Für das kommende Jahr werden ebenso viele neue Anlagen erwartet wie in den Jahren zuvor. Auch wenn die Einspeisevergütung gesunken sei, gingen doch gleichzeitig auch die Preise für die Anlagen zurück. So lohne sich die Investition wieder, erklärte Thomas Keil, Leiter des Eon-Regionalzentrums Mitte.
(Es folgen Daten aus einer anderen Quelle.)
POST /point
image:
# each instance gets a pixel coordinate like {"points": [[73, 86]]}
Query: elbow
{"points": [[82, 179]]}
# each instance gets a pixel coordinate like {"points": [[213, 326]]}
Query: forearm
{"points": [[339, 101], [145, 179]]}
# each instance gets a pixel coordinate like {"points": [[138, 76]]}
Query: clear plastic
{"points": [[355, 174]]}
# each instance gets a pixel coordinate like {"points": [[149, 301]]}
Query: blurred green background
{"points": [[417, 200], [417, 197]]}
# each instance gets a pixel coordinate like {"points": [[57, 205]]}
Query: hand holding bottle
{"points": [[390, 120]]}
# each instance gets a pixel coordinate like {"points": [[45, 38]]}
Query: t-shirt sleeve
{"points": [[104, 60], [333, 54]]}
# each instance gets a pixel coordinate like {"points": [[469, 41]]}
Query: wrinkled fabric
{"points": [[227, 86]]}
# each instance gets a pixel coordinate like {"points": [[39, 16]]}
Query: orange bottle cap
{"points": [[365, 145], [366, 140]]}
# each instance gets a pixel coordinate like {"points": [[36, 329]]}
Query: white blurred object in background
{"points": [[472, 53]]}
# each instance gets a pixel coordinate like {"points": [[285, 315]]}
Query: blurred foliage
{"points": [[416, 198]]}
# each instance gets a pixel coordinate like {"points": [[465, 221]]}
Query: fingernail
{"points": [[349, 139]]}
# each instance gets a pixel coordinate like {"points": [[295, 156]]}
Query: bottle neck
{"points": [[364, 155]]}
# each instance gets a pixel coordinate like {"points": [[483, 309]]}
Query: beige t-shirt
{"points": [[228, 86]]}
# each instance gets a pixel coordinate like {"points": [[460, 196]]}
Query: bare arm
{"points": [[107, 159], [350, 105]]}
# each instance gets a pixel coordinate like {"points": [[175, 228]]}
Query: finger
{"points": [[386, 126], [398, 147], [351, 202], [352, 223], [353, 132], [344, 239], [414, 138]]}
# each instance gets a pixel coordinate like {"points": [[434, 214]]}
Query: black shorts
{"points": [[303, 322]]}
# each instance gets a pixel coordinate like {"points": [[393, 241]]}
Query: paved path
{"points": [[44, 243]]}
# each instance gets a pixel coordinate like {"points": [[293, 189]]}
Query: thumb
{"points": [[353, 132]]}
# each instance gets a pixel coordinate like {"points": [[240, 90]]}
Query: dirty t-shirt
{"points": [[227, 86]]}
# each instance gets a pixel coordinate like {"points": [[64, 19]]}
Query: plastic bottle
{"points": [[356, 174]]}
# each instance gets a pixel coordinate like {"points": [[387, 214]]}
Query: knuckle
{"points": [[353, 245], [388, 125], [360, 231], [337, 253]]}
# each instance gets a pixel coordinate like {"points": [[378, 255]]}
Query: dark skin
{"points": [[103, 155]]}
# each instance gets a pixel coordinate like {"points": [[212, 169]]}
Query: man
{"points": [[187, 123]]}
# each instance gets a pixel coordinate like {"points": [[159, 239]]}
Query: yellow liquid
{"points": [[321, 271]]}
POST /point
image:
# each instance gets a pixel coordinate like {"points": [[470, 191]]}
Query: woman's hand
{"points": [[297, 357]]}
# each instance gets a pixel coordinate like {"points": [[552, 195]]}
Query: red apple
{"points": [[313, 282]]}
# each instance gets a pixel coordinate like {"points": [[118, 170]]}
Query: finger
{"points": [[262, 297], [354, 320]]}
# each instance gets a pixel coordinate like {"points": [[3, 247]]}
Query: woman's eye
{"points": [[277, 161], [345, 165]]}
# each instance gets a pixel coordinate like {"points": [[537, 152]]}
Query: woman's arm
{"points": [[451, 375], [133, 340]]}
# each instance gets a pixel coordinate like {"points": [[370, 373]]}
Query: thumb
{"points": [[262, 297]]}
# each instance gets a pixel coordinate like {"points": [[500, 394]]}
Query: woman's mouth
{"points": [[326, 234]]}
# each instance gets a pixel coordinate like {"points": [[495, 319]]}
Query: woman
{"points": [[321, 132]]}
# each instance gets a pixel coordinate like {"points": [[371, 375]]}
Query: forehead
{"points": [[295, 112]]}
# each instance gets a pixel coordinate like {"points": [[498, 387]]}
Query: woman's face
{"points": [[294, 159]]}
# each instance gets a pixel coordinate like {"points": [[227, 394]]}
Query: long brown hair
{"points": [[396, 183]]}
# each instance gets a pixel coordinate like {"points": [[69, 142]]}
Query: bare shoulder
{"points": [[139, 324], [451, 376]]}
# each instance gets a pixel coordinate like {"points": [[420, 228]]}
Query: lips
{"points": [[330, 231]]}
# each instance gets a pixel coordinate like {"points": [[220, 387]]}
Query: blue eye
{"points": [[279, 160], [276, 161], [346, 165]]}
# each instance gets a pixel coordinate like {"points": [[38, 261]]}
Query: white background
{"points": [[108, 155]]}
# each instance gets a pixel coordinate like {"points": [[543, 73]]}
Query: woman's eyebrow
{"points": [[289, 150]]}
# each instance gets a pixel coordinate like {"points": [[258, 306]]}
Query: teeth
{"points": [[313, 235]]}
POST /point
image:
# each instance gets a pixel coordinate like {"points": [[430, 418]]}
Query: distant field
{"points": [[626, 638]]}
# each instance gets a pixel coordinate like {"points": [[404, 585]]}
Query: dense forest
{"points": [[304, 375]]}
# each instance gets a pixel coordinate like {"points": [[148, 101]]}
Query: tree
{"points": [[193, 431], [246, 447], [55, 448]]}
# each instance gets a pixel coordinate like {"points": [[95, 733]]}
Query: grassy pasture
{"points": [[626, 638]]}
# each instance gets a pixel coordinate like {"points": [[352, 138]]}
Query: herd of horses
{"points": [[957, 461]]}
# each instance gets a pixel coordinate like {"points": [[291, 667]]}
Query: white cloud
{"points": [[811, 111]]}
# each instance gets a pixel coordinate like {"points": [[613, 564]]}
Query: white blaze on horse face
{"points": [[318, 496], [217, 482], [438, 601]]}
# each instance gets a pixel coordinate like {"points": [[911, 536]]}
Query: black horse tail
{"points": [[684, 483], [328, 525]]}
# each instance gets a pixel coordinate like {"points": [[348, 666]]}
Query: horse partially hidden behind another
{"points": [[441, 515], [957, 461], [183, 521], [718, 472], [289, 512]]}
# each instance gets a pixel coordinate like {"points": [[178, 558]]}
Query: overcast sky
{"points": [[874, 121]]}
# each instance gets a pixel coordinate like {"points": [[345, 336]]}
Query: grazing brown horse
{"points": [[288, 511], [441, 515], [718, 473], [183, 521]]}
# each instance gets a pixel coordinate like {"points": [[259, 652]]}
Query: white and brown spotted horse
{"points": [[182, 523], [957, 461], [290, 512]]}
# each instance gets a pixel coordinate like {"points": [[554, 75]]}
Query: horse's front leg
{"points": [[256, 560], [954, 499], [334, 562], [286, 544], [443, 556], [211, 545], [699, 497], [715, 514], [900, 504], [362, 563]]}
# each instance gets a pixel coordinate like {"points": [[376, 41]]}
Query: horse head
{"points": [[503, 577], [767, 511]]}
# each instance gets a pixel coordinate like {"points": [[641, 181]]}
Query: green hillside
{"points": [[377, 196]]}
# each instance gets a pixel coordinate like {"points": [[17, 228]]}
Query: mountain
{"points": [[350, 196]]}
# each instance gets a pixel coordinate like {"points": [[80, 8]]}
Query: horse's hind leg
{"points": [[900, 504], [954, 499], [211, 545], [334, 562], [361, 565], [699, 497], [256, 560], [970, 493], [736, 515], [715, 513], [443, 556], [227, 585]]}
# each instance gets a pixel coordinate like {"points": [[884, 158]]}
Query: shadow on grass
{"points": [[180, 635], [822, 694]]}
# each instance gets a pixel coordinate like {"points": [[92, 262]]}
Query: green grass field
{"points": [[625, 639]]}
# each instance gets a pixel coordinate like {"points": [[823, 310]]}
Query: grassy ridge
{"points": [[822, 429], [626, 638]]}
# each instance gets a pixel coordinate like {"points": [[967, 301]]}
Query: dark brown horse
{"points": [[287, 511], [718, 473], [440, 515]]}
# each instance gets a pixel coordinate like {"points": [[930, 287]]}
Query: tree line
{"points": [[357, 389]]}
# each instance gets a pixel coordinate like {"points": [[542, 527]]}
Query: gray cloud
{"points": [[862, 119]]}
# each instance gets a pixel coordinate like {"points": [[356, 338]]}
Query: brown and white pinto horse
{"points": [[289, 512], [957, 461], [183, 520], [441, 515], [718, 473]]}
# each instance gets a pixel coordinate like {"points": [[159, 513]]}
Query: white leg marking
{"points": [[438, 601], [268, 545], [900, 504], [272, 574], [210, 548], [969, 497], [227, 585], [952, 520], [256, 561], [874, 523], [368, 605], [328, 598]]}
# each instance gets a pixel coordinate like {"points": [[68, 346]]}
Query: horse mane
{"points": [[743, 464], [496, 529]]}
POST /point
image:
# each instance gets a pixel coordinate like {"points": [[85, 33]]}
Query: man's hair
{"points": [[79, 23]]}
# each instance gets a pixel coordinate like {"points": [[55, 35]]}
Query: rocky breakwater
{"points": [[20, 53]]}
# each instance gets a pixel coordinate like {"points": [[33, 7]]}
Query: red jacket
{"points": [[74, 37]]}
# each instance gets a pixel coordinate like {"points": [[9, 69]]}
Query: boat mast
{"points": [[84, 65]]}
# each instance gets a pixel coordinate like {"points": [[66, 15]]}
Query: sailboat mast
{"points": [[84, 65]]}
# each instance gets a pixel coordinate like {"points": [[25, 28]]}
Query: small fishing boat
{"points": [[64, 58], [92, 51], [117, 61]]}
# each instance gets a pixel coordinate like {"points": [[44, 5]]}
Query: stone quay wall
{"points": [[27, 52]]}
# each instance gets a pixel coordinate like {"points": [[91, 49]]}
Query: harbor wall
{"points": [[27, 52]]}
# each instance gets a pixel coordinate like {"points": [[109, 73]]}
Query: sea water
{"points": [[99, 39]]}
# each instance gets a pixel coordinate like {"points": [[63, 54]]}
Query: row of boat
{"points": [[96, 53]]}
Bis 2020 sollen 35 Prozent des Stroms aus erneuerbaren Energien kommen, erklärte Dr. Brigitte Buhse, Geschäftsführerin der Naturkraft Region, die gesetzlichen Vorgaben. Bis 2050 sollen 80 Prozent des gesamten Strombedarfs aus erneuerbaren Energien stammen. Die Eon will dies mit mehr Windkraftanlagen erreichen. Ziel sei es, zwei Prozent der Landfläche mit Windkraft auszustatten, etwa entlang der Autobahnen und der Bahngleise.

Stromnetz wird stärker

Für Schwarzenborns Bürgermeister Jürgen Kaufmann vom Vorstand der Naturkraft Region ist ein weiterer Ausbau möglich. Wenn man den demografischen Wandel mit einrechne, sinke der Stromverbrauch gleichzeitig.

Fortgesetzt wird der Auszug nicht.